Development Of qPCR And ddPCR Assays For Sensitive Detection Of Streptococcus iniae And Application In Studying Infection Dynamics In Tilapia (Oreochromis spp.)

Authors: Ma, Jie; Lafrentz, Benjamin

Submitted to: Annual Eastern Fish Health Workshop
Publication Type: Abstract Only
Publication Acceptance Date: 3/23/2026
Publication Date: 3/26/2026
Citation: Ma, J., Lafrentz, B.R. 2026. Development Of qPCR And ddPCR Assays For Sensitive Detection Of Streptococcus iniae And Application In Studying Infection Dynamics In Tilapia (Oreochromis spp.). Annual Eastern Fish Health Workshop [ABSRACT]. 49th Annual Eastern Fish Health Workshop

Interpretive Summary: Streptococcus iniae is a major pathogen in tilapia aquaculture, responsible for systemic infections and substantial economic losses. This study introduces highly sensitive molecular assays—real-time qPCR and droplet digital PCR (ddPCR)—targeting the conserved groEL gene of S. iniae. The ddPCR method demonstrated exceptional specificity, detecting as few as five genomic copies and effectively distinguishing S. iniae from other aquatic microbes and host tissues. Infection profiling revealed rapid colonization of the spleen, intense proliferation in the brain, and persistent presence in the kidney, suggesting organ-specific dynamics and potential reservoirs. Additionally, waterborne shedding peaked at 48 hours post-infection and persisted at low levels for seven days, indicating ongoing environmental contamination. These findings provide reliable tools for disease surveillance, outbreak tracking, and biosecurity enhancement in commercial fish farming.

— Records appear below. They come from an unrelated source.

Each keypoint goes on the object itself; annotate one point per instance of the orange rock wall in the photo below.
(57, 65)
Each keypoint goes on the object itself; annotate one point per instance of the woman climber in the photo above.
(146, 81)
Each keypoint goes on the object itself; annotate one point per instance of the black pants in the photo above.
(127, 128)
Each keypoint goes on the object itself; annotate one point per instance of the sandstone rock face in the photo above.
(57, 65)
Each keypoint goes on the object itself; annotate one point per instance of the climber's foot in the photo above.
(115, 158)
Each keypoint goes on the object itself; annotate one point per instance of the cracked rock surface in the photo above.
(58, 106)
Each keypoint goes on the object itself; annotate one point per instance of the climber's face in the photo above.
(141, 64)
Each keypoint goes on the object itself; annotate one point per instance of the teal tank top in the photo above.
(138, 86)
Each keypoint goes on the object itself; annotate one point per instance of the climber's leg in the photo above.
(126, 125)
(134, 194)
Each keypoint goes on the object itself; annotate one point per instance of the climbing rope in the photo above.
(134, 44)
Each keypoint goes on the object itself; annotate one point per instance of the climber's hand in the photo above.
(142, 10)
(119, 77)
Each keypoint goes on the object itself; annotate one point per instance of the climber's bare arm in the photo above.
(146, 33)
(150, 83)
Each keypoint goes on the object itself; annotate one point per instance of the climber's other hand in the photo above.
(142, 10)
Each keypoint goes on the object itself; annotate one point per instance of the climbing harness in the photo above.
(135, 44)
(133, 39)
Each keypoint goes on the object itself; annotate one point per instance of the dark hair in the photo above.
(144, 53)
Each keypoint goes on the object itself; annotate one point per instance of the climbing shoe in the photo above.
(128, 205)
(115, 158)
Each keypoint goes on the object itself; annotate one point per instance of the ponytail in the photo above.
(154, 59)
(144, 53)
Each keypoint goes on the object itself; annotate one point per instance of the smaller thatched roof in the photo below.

Technical Abstract: Streptococcus iniae is a major bacterial pathogen in aquaculture, responsible for systemic infections and significant economic losses in different industries, including the global tilapia (Oreochromis spp.) industry. In this research, we developed and optimized real-time quantitative PCR (qPCR) and droplet digital PCR (ddPCR) assays, targeting the conserved groEL gene, for sensitive and specific quantification of S. iniae. Both qPCR and ddPCR reliably distinguished S. iniae isolates from other aquatic bacteria, with a detection limit of 100 fg/reaction (approximately 46 genomic copies) and 10 fg/reaction (approximately 5 genomic copies), respectively. Organ-level bacterial quantification revealed early and intense colonization of the spleen post-infection, followed by exponential proliferation in the brain. This suggests the spleen is a highly susceptible, infection prone organ during the initial systemic phase, and the brain is a major replication site during systemic infection. The liver exhibited minimal bacterial burden, while the kidney exhibited stable bacterial loads and retained detectable S. iniae DNA at 7 d post-challenge (dpc), suggesting its role as a potential long-term reservoir. Waterborne shedding of S. iniae was observed and peaked sharply at 48 h post-challenge, corresponding with elevated systemic bacterial loads. Low-level persistence of S. iniae DNA in tank water through 7 dpc suggests chronic environmental contamination from infected hosts. Together, the molecular assays and infection profiling established in this research provide effective tools for sensitive detection and surveillance of S. iniae in commercial tilapia production.